Some of Shiozumi's more high-profile stock picks include Japanese video game corporation, GungHo Online Entertainment, the fate of which typifies the performance of the fund as a whole.

One of the darlings of the Japanese tech boom, GungHo enjoyed rapid share price gains in 2013, rising 133 per cent in April and a further 80 per cent in May, finally reaching a peak of 1,090p in July. However, it plummeted 13 per cent overnight following a negative financial report on 29 July and continued to do so - Shiozumi sold out on 3 February this year at a price of 610p per share. The price currently stands at 528p.

Legg Mason Japan Equity is a highly volatile fund that is vulnerable to shifts in investor sentiment on Japan as well as currency movements as it is unhedged; over 12 months it has lost 23 per cent as both of the above factors have weighed against it.

'Legg Mason Japan Equity is not a fund for orphans and widows. It is notoriously volatile and when Shiozumi's style of investing is in vogue, the returns can be spectacular.
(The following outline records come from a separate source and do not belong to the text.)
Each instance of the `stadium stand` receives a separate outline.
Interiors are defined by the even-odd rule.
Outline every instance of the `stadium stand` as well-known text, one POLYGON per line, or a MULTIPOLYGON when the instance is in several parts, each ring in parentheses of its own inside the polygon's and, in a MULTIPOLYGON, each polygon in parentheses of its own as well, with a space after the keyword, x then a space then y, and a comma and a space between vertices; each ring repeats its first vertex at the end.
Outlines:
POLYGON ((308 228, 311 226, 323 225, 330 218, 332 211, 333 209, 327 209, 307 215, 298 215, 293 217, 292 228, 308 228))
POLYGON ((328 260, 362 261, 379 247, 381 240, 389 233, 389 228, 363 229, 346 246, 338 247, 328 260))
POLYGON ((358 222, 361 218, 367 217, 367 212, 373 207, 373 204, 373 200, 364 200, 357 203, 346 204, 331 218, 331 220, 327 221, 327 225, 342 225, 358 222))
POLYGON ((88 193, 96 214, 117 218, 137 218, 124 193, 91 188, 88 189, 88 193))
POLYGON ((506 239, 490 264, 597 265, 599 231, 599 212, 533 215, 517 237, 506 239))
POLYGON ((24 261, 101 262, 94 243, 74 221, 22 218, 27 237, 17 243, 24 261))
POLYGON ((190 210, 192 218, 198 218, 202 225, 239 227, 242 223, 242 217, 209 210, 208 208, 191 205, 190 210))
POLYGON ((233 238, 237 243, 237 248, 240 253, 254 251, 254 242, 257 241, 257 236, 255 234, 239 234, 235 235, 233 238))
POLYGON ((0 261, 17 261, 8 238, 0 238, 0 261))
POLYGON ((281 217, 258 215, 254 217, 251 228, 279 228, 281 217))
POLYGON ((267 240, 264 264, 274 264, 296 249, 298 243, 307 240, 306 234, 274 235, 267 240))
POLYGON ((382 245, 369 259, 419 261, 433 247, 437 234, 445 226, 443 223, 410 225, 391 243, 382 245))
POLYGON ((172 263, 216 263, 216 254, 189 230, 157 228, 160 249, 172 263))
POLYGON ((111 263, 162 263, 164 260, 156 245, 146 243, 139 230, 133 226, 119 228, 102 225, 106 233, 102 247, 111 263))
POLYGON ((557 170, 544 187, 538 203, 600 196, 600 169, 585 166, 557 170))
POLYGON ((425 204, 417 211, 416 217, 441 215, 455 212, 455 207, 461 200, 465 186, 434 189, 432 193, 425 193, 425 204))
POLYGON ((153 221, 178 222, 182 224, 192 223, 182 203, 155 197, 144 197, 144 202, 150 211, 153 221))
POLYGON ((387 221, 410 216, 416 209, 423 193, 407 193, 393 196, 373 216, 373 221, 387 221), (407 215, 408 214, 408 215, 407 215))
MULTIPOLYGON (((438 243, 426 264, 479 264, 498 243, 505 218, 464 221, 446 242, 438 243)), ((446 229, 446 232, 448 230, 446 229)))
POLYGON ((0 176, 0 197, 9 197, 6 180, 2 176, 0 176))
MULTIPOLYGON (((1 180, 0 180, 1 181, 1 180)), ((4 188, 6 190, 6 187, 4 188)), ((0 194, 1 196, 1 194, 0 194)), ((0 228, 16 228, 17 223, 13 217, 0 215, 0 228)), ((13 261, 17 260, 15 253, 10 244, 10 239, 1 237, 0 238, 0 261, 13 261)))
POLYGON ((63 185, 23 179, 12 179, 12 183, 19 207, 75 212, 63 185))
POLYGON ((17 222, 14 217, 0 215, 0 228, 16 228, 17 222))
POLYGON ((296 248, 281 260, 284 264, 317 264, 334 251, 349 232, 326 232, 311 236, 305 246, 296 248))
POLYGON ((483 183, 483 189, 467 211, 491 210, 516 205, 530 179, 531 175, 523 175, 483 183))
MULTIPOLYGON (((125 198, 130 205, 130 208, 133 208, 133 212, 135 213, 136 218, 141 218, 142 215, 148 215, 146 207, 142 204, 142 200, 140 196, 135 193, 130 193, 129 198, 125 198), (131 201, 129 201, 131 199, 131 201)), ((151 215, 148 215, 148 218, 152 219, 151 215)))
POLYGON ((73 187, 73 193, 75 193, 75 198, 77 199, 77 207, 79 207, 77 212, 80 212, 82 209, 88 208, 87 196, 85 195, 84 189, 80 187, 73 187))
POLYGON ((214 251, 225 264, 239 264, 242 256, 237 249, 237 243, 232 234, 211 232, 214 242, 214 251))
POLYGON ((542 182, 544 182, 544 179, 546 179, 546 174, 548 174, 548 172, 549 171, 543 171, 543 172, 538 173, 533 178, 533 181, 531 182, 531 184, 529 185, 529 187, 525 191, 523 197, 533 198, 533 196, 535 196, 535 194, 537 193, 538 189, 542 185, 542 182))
However, if the higher-risk businesses in which he invests fall out of favour the losses can be severe,' explains Gavin Haynes, managing director of Whitechurch Securities.

As such, Legg Mason Japan Equity has bounced between best and worst sector performer since its launch in 1996, gaining 70 per cent one year, losing 50 per cent the next - as it did in 2005 and 2006.

Yet, while this can be a wild ride, overall Shiozumi's gains tend to outweigh his losses with the fund up 122 per cent since 1996 compared to a gain of just 6 per cent from the IMA Japan sector and a loss of over 22 per cent from the Nikkei 225 index in the same time period.

At the moment, the fund's prospects hinge on the success or failure of Japanese prime minister Shinzo Abe's 'three arrow' economic reform package, which includes a $1.5 trillion (£892.25 billion) injection of liquidity from the Bank of Japan and a number of structural and economic reforms.


While this plan, dubbed 'Abenomics' was met with market euphoria in 2013, many, including Old Mutual Global Investors economist Abbas Owainati, are losing faith in Abe.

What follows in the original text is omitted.